The usual prescriptivist way of handling this, however, is to say that one should not use the word fuck, because it will offend people and indispose them toward you. But by putting it this way, the prescriptivist has prejudged the ethical issue: he has assumed an ethical rule, whose rough form is "you should not offend others or otherwise deliberately indispose them toward you."

This is an example involving vulgar vocabulary, but the general principle just doesn't rely on that detail at all; proscriptions are frequently couched in terms like that: "you should not talk that way, because 'people' (and I will not bother to state who these people are) will think bad things about you." I say that the prescriptivist, qua grammarian, has no damn business sneaking in dubious moral principles into his prescriptions.

Then there's the problem that the unspecified "people" in the formula above refers, usually, to one of two groups: (a) mainstream middle-class society (sorry for being so redundant), and (b) people who proscribe the usage that is being proscribed. In the first case, it's just reinforcing prejudice. The second one is the silly game where the "grammarian" proscribes usages that are in fact standard, and tells you that you should follow the proscription because people who have the habit of proscribing standard usages are going to think Bad Things about you (best illustrated by arguments along the lines of "yeah, there's nothing wrong grammatically with split infinitives, but you should still avoid them, because people think that there's something wrong with them").
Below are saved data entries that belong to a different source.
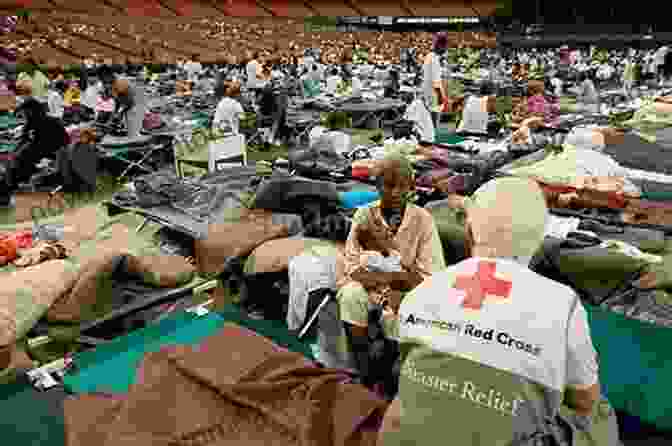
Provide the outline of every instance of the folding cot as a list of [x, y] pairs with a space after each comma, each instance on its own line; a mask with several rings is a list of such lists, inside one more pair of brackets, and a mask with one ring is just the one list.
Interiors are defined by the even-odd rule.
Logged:
[[118, 161], [125, 166], [118, 175], [120, 178], [127, 177], [133, 170], [144, 173], [155, 172], [158, 166], [170, 162], [173, 157], [170, 138], [110, 137], [98, 144], [98, 149], [103, 161]]
[[[395, 112], [399, 115], [405, 103], [395, 99], [380, 99], [377, 101], [348, 101], [335, 105], [337, 111], [352, 113], [356, 116], [352, 126], [356, 128], [381, 128], [386, 113]], [[359, 116], [357, 116], [359, 115]]]

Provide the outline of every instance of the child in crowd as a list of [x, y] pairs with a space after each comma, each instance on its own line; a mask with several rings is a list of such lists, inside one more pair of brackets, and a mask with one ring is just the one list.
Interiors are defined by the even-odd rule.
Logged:
[[544, 83], [530, 81], [527, 89], [527, 113], [529, 117], [543, 118], [547, 106], [546, 98], [544, 97]]
[[217, 104], [212, 129], [237, 135], [240, 131], [240, 117], [244, 112], [240, 102], [234, 99], [240, 95], [240, 83], [225, 81], [222, 90], [223, 97]]
[[589, 113], [600, 112], [600, 96], [593, 80], [594, 74], [591, 71], [584, 71], [579, 75], [579, 87], [577, 102], [580, 107]]
[[98, 168], [96, 140], [96, 131], [84, 128], [79, 133], [79, 141], [57, 153], [56, 164], [64, 192], [95, 191]]
[[555, 94], [555, 86], [551, 78], [544, 79], [544, 123], [554, 127], [560, 120], [560, 96]]
[[202, 92], [208, 92], [213, 90], [215, 87], [215, 82], [213, 80], [213, 76], [209, 75], [208, 73], [201, 73], [198, 75], [198, 80], [196, 81], [195, 89], [202, 91]]
[[65, 101], [63, 96], [67, 86], [65, 81], [59, 79], [55, 80], [49, 86], [49, 93], [47, 96], [47, 114], [54, 118], [63, 119], [65, 112]]
[[66, 82], [66, 90], [63, 93], [63, 103], [66, 107], [73, 107], [79, 105], [81, 101], [82, 92], [79, 85], [75, 82]]
[[555, 95], [556, 98], [562, 97], [564, 93], [564, 82], [562, 80], [562, 77], [560, 76], [560, 73], [558, 71], [555, 71], [551, 74], [551, 87], [553, 88], [553, 94]]
[[397, 70], [390, 70], [387, 73], [387, 78], [385, 79], [385, 91], [384, 96], [386, 98], [394, 98], [399, 95], [401, 89], [401, 80], [399, 78], [399, 72]]
[[327, 78], [327, 93], [335, 94], [338, 89], [338, 84], [341, 83], [341, 76], [338, 75], [338, 68], [333, 67]]
[[82, 114], [96, 119], [96, 108], [98, 105], [98, 98], [103, 90], [103, 84], [98, 80], [90, 80], [88, 76], [86, 76], [81, 85], [81, 89], [82, 94], [80, 96], [79, 105], [82, 108]]
[[637, 62], [635, 59], [635, 52], [630, 51], [628, 57], [625, 59], [624, 68], [623, 68], [623, 93], [627, 97], [631, 97], [632, 88], [635, 85], [637, 80]]
[[114, 114], [114, 108], [114, 98], [109, 93], [101, 92], [96, 97], [96, 120], [98, 122], [110, 122]]

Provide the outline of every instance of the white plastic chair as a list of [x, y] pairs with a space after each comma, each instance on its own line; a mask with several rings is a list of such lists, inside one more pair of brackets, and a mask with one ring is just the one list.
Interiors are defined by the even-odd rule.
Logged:
[[216, 172], [222, 165], [247, 165], [245, 135], [226, 135], [208, 144], [208, 172]]

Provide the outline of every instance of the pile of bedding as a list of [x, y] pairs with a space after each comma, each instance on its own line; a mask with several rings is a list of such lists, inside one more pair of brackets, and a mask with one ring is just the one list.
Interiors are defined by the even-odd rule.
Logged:
[[[56, 224], [57, 240], [36, 238], [34, 246], [20, 250], [18, 261], [0, 273], [0, 345], [21, 340], [41, 318], [77, 325], [103, 316], [111, 309], [118, 274], [157, 288], [194, 279], [187, 259], [160, 253], [124, 222], [128, 218], [106, 217], [100, 207], [82, 208]], [[48, 250], [45, 255], [45, 246], [60, 247], [59, 258]]]
[[[164, 410], [166, 400], [174, 411]], [[112, 445], [120, 436], [143, 444], [292, 444], [300, 438], [366, 446], [375, 444], [386, 407], [346, 373], [318, 368], [235, 325], [195, 347], [146, 354], [123, 397], [82, 394], [64, 404], [70, 446]]]

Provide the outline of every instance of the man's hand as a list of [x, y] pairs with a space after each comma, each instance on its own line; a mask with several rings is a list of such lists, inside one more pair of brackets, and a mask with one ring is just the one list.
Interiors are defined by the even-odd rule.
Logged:
[[390, 274], [389, 285], [396, 291], [410, 291], [420, 285], [425, 279], [417, 271], [404, 271]]
[[386, 308], [394, 312], [394, 314], [399, 314], [399, 307], [401, 306], [401, 300], [404, 295], [401, 291], [390, 291], [383, 297], [383, 303]]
And then, suppose I spend a couple of days writing an article for a general audience, and I give it to somebody to proofread. Here's a sample of possible things they could say:
  • "I did not understand such-and-such paragraph; when I read it, I thought this and this, and that got me confused." That's a very helpful sort of answer.
  • "You used split infinitives throughout." "Sure, but did you understand it?" "What? I don't really remember what it said, I just mechanically scanned it for grammatical errors." "I hereby request that you go introduce yourself to the Prince of Hell at his residence."


I'm not saying that all prescriptivists are bigoted against racial minorities.

The sociological theory of racism has nothing to do with "bigotry," doesn't hold any one individual attitude to be either sufficient or necessary condition for racism, and only touches on such attitudes indirectly. The basic fact of racism is that, for all kinds of measures, when one compares apples to apples (i.e. controls for variation in gender, income, education, etc.), racial minorities do worse than mainstream society. The big question then is what are the factors that cause and maintain this disparity; language variation provides one whole family of such factors.

One should not allow people to assume that "racism" means "bigotry against black people."